2002-09-05, Jourde, Hervé, Cornaton, Fabien, Pistre, Séverin, Bidaux, Pascal

A model that incorporates a pseudo-random process controlled by mechanical rules of fracturing is used to generate 3D orthogonal joint networks in tabular stratified aquifers. The results presented here assume that two sets of fractures, each with different conductivities, coexist. This is the case in many aquifers or petroleum reservoirs that contain sets of fractures with distinct hydraulic properties related to each direction of fracturing. Constant rate pump-tests from partially penetrating wells are simulated in synthetic networks. The transient head response is analyzed using the type curve approach and plots, as a function of time, of pressure propagation in the synthetic network are shown. The hydrodynamic response can result in a pressure transient that is similar to a dual-porosity behavior, even though such an assumption was not made a priori. We show in this paper that this dual porosity like flow behavior is, in fact, related to the major role of the network connectivity, especially around the well, and to the aperture contrast between the different families of fractures that especially affects the earlier hydrodynamic response.
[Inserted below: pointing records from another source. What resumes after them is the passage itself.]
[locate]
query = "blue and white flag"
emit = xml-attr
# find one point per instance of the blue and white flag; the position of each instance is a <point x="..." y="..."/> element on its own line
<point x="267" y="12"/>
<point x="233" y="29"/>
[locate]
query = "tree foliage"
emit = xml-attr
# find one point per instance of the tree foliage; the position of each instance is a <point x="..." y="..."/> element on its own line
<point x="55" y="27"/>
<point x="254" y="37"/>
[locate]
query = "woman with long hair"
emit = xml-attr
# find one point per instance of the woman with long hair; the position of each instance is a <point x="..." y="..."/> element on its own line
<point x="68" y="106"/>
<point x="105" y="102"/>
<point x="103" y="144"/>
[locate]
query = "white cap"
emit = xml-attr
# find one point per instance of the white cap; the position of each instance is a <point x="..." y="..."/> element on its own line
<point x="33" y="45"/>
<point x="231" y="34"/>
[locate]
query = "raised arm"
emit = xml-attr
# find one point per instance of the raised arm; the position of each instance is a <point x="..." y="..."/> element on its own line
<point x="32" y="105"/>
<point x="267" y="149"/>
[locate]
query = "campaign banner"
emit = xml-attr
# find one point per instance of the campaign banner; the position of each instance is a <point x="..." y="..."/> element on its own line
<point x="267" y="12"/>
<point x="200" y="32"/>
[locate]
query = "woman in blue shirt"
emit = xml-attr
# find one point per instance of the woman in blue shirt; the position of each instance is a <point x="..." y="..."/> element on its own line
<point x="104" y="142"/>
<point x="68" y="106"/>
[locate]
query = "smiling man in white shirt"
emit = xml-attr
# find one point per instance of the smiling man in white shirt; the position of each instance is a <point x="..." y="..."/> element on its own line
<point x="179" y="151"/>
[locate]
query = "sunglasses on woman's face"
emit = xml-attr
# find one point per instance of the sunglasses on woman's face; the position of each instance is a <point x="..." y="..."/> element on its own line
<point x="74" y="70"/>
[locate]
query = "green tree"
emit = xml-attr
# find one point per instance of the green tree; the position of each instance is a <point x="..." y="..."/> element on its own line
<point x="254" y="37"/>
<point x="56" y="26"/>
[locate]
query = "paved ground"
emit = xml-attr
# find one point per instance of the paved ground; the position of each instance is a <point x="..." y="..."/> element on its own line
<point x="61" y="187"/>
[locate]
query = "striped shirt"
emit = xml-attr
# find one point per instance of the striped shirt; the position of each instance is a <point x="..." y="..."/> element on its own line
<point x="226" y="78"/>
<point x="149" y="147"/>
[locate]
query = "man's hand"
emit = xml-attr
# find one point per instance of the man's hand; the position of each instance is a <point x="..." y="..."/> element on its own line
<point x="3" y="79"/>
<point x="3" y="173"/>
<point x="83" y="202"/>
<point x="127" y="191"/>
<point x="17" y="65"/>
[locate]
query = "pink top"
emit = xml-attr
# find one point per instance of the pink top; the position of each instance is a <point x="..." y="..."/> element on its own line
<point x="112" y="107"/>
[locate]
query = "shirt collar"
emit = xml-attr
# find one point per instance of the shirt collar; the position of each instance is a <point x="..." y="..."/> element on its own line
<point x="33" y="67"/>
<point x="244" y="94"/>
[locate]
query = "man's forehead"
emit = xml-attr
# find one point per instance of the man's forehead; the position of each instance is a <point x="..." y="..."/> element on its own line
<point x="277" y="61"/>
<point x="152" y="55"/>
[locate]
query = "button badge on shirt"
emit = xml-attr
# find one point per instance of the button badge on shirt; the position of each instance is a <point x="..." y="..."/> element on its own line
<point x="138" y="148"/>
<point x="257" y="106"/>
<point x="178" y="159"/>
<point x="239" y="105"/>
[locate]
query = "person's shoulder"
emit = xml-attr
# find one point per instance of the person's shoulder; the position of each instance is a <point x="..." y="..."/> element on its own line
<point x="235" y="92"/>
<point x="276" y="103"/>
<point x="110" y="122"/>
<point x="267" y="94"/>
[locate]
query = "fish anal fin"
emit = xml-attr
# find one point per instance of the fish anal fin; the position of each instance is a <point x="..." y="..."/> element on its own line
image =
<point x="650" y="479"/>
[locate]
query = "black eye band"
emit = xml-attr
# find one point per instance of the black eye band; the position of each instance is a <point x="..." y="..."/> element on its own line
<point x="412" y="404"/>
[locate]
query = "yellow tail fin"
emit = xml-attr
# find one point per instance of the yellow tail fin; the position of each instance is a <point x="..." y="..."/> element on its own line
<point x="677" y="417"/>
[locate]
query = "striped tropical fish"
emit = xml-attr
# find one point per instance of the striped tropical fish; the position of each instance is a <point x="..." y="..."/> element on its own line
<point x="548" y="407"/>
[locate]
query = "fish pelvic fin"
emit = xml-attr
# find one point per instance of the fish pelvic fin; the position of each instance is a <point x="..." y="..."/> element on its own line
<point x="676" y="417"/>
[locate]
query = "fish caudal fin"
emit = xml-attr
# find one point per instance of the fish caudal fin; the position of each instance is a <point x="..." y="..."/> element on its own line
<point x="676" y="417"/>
Flow characteristics that may be interpreted as a dual porosity flow behavior are thus related to a lateral heterogeneity (large fracture or small fault). Accordingly, when a dual porosity model matches well test data, the resulting reservoir parameters can be erroneous because of the model assumptions basis that are not necessarily verified. Finally, it is shown both on simulated data and well test data that such confusion in the interpretation of the flow behavior can easily occur. Well test data from a single well must therefore be used cautiously to assess the flow properties of fractured reservoirs with lateral heterogeneities such as large fractures or small faults.